In his quest, Ash will encounter the young Roshun turncoat, Ché, who's now a Diplomat (some kind of assassin) riding the coattail of the Matriarch herself as she takes to the field with her two competing arch-generals to confront one of the last bastion fighting against the Mannian, the all-powerful Empire.  Their conquest may look straightforward but more forces than the Matriarch are behind it and political scheming, the balance of power and even the life of the leader of the Empire are at bay. Diplomacy and even shameless intrigue fight their way through Col's book more than ever.

From the side of the oppressed, Bahn is still serving under General Creed, the Lord Protector of Khos.  Bahn's superior and a newcomer, Curl, a prostitute who decides to engage and lend her hand to the struggle of her adoptive people, bring relevant and fascinating new points of view to the story. Looking at what the author is trying to tell in Stands a Shadow, juggling with both sides of the conflict and showing it through the eyes of both the major players and the simple folks dragged into it is well done.

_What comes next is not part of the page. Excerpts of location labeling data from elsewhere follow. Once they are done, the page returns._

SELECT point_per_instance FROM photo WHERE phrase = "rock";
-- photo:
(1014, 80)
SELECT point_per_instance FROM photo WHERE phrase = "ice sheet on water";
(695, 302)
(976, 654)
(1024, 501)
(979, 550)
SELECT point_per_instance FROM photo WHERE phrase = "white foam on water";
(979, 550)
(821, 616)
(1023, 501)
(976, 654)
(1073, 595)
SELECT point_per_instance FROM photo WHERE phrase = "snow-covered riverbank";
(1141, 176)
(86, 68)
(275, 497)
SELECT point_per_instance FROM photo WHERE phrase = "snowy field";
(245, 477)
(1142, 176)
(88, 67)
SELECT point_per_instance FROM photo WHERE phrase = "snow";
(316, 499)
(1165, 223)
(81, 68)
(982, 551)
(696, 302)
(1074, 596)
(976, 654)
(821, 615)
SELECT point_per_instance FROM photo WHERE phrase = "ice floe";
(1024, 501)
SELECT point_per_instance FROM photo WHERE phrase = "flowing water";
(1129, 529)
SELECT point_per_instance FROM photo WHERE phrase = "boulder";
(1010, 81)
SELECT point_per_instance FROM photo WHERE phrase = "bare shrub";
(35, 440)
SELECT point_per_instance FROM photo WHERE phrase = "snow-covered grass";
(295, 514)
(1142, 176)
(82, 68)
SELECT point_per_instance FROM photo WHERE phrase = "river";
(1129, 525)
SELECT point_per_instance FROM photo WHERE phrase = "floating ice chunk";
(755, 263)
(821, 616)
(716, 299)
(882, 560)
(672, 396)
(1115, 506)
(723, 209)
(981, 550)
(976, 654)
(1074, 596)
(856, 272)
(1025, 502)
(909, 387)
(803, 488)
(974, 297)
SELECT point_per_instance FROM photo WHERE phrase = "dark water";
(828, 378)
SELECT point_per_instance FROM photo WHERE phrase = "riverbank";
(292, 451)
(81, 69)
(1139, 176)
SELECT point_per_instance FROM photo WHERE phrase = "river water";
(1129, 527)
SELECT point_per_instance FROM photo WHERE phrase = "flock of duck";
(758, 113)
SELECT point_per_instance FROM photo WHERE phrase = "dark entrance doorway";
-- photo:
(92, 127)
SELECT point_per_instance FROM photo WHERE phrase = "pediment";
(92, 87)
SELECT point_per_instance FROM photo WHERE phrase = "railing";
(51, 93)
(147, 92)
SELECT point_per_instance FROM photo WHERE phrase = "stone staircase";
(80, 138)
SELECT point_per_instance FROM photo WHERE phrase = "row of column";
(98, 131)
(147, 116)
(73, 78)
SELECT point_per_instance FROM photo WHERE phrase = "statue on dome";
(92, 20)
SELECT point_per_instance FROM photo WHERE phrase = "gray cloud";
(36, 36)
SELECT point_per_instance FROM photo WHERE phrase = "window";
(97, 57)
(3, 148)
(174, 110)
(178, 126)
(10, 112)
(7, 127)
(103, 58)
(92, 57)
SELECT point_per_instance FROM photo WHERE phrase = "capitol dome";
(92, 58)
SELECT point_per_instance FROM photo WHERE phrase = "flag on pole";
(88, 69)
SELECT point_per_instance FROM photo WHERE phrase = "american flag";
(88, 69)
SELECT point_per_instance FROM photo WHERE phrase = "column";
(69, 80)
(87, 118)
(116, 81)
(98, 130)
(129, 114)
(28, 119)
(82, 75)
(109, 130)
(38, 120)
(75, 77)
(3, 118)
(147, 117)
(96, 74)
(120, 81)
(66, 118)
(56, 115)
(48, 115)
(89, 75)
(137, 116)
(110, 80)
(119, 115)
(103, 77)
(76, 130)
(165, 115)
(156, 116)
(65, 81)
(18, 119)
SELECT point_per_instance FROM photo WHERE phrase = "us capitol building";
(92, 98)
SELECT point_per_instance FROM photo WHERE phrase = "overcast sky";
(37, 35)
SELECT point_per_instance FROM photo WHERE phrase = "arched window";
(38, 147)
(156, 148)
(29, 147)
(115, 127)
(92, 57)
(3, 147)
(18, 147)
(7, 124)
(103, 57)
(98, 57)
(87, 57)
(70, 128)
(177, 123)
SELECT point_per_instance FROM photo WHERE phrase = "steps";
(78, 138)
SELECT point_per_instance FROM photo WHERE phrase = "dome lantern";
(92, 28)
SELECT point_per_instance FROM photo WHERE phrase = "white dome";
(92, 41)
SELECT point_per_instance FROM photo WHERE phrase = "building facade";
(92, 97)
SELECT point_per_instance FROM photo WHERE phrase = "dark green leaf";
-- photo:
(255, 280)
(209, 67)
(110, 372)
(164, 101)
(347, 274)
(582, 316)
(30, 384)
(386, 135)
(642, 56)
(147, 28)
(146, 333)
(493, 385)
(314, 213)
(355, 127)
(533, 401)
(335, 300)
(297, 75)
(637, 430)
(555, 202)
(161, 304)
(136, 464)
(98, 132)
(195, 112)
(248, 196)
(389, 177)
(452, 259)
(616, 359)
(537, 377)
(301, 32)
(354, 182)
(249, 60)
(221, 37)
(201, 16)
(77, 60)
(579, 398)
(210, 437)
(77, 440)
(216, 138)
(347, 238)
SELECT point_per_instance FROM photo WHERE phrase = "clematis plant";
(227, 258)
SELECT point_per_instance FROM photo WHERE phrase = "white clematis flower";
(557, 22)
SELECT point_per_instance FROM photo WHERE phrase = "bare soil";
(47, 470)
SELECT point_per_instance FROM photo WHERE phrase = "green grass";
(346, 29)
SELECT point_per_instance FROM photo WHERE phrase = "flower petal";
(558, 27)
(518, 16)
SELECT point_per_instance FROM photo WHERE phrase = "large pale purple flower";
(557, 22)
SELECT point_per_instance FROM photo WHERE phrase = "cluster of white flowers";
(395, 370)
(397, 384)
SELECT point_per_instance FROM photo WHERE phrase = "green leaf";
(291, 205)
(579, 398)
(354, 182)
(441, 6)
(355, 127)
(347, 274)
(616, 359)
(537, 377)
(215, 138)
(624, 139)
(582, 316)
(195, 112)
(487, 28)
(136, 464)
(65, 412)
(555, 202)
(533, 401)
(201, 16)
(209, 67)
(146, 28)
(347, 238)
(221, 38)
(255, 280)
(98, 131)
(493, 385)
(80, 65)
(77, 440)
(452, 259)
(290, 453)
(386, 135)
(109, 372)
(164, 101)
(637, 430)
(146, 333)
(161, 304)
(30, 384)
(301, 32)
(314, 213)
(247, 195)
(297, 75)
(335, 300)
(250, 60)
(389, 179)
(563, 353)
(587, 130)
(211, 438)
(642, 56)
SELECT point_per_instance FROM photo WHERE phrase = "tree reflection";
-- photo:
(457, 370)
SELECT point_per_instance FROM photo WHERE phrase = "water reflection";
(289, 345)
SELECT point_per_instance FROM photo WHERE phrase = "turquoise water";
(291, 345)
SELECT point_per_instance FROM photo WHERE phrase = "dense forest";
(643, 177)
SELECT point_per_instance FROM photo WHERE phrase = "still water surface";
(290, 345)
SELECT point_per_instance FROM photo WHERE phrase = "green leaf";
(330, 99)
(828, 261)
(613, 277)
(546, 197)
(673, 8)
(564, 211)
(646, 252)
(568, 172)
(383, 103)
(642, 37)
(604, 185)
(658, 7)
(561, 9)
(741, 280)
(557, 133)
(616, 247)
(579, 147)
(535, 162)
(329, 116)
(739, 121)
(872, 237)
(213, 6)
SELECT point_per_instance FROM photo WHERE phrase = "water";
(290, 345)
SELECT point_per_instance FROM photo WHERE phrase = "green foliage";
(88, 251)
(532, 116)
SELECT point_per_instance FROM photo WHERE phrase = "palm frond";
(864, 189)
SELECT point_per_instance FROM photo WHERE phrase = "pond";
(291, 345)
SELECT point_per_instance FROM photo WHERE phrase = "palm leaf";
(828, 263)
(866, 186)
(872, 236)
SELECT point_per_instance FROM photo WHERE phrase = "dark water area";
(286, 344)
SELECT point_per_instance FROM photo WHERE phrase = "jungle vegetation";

After the table is set, which is done easier in this second opus since the basics of this "steampunkish" fantasy  world, where warfare is explored alongside authentic individuals, are now out of the way and thanks to Buchanan writing skills, one of the most interesting battle I have ever read about is fought. The clash between the Mannians and Creed's forces is so aptly detailed that I couldn't put the book down until it was over. Guns blazing, sword clashing, agile tactics and zeppelin drop-off are all part of the deal!

Sadly, the narrative kind of drags down after that, even if several manhunts ensues and some characters make important moves or die.  When the Khosian forces draw back, the story loses some of its drive, although the strategic component is still evolving. The book clearly falls into classic bridging novelization, stalling the pace to enable a re-positioning of the different protagonists storylines. Sometimes it felt almost as an epilogue, which shouldn't be the case since the tale is far from over. At least, this is less true for Ash.

Fans of Farlander will find that the author decided to give them a harder and more serious tale to follow in this second opus. Moreover, the list of point of views presented is quite different.  That really shouldn't stop you. The Heart of the World series is about genuine characters for whom you'll easily fall in love and between that stellar debut and the end of that compelling adventure, there is some moments where their endeavors may feel a bit sour.  Believe me however, that battle scene alone is worth the read.

Technically, the even though I kind of like the Tor cover for the book, I'm not sure who is represented, I don't remember reading about someone with a bow... The hardcover edition of the book stands at 432 pages and the map of Midères is still present (also here).

Stands a Shadow review score :

Characterization............. 8.5 /10
World building............... 8.5 / 10
Magic system................. 6.5 / 10
Story.............................. 7.5 / 10
Writing........................... 8 / 10

Overall (not an average) 8 / 10


Farlander review
Col Buchanan page


Unknown said...

I loved Buchanan's attention to detail in the war itself, but I agree that it slows down considerably after the initial explosion of pace.


Phil said...

At least, things still looks promising for the next book.

Ghost said...

I think the problem was that he tried to be too detailed and that slowed the pace down to a crawl. Hopefully the second book will get the balance right.

Daddy Grognard said...

I scratched my head about the cover too but in the end, I think it's Curl who - IIRC - cut her hair short after she'd joined the military medics.

And no, I don't know why she has a bow.